Question

integrate 1/sqrt(x^2-1) from 2 to 3?

Answer 1

you have a form \(\sqrt{x^2-a^2}\) suggesting to use the trigonometric substitution
\(x = \sec \theta\)
\(dx = \sec \theta \tan \theta \, d\theta\)

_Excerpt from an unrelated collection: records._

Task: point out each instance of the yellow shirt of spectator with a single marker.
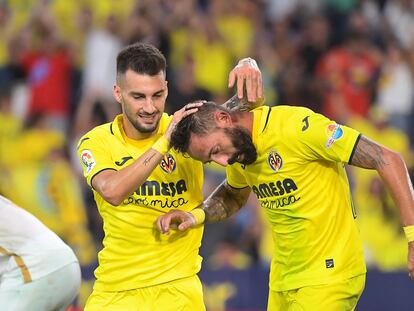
(134, 253)
(301, 183)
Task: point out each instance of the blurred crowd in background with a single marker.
(350, 60)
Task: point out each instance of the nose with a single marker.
(221, 159)
(148, 106)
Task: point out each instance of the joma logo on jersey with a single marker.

Ignoring the bounds for now,
\[ \int \frac{1}{\sqrt{x^2-1}}dx=\int \frac{1}{\sqrt{\sec^2 \theta-1}}(\sec \theta \tan \theta \, d\theta)\\
\, \\
= \int\frac{\sec \theta \tan \theta}{\tan \theta}d\theta, \text{ since } \sec^2\theta -1 = \tan^2 \theta \\
\, \\
= \int \sec \theta d \theta \\
= \ln|\sec \theta +\tan \theta |+C\]

Now into x-variables again, notice that \(x = \sec \theta\) and \(\sqrt{x^2-1}=\tan \theta\) from the simplification in your denominator, so
\[=\ln\left|x+\sqrt{x^2-1}\right|+C \]
You can drop the absolute value bars since you will be integrating from 2 to 3.
With the bounds:
\[ \large = \left [ \ln \left(x+\sqrt{x^2-1}\right) \right]_{2}^3 = \ln(3+\sqrt{3^2-1})-\ln(2+\sqrt{2^2-1}) \\
\large =\ln(3+2\sqrt{2})-\ln(2+\sqrt{3})\]